RE: Perform streaming logical transactions by background workers and parallel apply

From: "wangw(dot)fnst(at)fujitsu(dot)com" <wangw(dot)fnst(at)fujitsu(dot)com>
To: Peter Smith <smithpb2250(at)gmail(dot)com>
Cc: Amit Kapila <amit(dot)kapila16(at)gmail(dot)com>, "houzj(dot)fnst(at)fujitsu(dot)com" <houzj(dot)fnst(at)fujitsu(dot)com>, Dilip Kumar <dilipbalaut(at)gmail(dot)com>, Masahiko Sawada <sawada(dot)mshk(at)gmail(dot)com>, "shiy(dot)fnst(at)fujitsu(dot)com" <shiy(dot)fnst(at)fujitsu(dot)com>, PostgreSQL Hackers <pgsql-hackers(at)lists(dot)postgresql(dot)org>
Subject: RE: Perform streaming logical transactions by background workers and parallel apply
Date: 2022-08-16 07:37:00
Message-ID: OS3PR01MB62755190D8302CDDFB72C3189E6B9@OS3PR01MB6275.jpnprd01.prod.outlook.com
Views: Raw Message | Whole Thread | Download mbox | Resend email
Thread:
Lists: pgsql-hackers

On Fri, August 12, 2022 17:22 PM Peter Smith <smithpb2250(at)gmail(dot)com> wrote:
> Here are some review comments for v20-0004:
>
> (This completes my reviews of the v20* patch set.
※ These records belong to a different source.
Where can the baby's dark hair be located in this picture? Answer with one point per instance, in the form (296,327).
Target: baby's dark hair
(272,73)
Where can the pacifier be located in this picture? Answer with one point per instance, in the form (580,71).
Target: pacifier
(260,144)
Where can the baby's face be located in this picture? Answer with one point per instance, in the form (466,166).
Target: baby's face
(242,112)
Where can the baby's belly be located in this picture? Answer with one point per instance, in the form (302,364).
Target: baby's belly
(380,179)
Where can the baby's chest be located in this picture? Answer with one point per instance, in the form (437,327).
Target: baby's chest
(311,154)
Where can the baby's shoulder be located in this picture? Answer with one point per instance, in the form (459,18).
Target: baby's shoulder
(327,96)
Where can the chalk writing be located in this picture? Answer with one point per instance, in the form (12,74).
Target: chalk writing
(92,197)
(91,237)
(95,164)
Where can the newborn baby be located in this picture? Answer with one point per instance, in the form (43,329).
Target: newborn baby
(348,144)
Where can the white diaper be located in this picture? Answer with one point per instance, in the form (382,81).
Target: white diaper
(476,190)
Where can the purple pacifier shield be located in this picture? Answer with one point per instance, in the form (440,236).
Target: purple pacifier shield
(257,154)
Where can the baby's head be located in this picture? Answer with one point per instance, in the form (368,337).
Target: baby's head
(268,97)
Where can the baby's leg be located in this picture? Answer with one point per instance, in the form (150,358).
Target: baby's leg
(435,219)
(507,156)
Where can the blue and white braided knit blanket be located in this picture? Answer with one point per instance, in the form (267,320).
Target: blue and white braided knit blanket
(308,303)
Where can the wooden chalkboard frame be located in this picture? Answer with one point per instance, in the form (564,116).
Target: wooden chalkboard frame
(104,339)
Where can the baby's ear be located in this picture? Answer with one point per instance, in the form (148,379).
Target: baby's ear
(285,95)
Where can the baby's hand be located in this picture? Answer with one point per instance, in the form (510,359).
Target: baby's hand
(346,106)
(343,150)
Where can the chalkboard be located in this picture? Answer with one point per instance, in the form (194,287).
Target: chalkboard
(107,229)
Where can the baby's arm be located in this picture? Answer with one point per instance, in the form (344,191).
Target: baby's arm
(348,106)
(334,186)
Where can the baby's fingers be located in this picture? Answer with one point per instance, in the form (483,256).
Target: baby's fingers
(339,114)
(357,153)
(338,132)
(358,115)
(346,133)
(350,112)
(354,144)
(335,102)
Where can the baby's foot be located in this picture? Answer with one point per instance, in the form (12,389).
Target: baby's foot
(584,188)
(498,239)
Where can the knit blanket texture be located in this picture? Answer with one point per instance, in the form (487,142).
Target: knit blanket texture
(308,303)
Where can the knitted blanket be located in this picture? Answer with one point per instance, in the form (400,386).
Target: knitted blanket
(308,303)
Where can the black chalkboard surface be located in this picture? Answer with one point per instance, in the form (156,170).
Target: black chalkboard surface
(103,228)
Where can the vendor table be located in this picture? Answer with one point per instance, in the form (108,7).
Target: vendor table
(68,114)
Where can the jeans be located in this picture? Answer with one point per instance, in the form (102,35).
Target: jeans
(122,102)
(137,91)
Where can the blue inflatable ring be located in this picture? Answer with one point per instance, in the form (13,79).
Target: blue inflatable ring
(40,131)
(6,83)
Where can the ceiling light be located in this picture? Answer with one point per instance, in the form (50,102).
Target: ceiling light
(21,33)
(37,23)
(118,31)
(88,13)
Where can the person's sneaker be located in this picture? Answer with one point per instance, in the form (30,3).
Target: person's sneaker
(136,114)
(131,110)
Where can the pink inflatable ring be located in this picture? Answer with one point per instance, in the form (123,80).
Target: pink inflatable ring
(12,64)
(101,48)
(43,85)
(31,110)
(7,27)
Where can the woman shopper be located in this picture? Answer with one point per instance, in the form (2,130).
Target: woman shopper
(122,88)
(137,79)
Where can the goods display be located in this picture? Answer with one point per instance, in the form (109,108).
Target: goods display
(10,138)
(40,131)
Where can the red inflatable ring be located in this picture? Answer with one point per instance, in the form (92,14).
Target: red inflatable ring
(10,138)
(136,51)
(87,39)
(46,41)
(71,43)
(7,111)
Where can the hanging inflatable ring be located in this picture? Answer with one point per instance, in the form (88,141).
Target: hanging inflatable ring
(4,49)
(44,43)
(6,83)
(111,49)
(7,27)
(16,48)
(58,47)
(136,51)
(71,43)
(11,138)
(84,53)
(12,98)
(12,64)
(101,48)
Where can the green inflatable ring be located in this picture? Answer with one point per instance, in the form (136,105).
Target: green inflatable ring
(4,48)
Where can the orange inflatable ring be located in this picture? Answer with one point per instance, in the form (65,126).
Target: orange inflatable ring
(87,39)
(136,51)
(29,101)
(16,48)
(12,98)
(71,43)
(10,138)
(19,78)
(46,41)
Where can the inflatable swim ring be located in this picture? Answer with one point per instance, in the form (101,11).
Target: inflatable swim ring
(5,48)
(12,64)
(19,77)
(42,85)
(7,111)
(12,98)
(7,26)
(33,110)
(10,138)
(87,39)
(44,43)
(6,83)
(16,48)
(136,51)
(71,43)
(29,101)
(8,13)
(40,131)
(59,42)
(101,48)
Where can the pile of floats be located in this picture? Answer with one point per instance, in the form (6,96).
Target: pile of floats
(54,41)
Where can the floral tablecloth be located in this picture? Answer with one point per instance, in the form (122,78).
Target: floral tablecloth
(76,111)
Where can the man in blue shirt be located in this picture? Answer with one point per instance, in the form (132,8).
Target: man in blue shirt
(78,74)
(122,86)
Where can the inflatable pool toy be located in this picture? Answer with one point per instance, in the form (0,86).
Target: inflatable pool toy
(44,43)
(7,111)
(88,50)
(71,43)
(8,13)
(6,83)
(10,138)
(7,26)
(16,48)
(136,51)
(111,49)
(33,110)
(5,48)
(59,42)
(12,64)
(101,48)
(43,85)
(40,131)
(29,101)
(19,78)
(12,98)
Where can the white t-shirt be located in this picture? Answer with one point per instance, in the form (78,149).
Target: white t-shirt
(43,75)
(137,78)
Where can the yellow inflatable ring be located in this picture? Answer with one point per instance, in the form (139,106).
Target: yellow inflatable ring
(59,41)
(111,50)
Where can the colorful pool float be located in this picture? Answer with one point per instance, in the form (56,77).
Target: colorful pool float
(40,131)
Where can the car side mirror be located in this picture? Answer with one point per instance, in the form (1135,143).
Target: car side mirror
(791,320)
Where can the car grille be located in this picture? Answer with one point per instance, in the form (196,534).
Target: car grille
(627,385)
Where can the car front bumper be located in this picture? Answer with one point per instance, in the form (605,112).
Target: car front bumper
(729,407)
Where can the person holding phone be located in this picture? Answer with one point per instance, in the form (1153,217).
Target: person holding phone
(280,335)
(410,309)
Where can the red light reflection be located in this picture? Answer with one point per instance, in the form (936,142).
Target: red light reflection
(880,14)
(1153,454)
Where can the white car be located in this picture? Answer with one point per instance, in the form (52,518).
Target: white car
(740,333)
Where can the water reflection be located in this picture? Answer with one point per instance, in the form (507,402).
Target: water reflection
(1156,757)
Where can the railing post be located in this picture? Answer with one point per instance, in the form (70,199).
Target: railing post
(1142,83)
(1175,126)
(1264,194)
Sorry, the reviews
> are time consuming, so I am lagging slightly behind the latest posted
> version)

Thanks for your comments.

> 1. doc/src/sgml/ref/create_subscription.sgml
>
> @@ -245,6 +245,11 @@ CREATE SUBSCRIPTION <replaceable
> class="parameter">subscription_name</replaceabl
> also be the unique column on the publisher-side; 2) there cannot be
> any non-immutable functions used by the subscriber-side replicated
> table.
> + When applying a streaming transaction, if either requirement is not
> + met, the background worker will exit with an error.
> + The <literal>parallel</literal> mode is disregarded when retrying;
> + instead the transaction will be applied using <literal>on</literal>
> + mode.
> </para>
>
> The "on mode" still sounds strange to me. Maybe it's just my personal
> opinion, but I don’t really consider 'on' and 'off' to be "modes".
> Anyway I already posted the same comment several times before [1,
> #4.3]. Let's see what others think.
>
> SUGGESTION
> "using on mode" -> "using streaming = on"

Okay, I will follow the relevant comments later.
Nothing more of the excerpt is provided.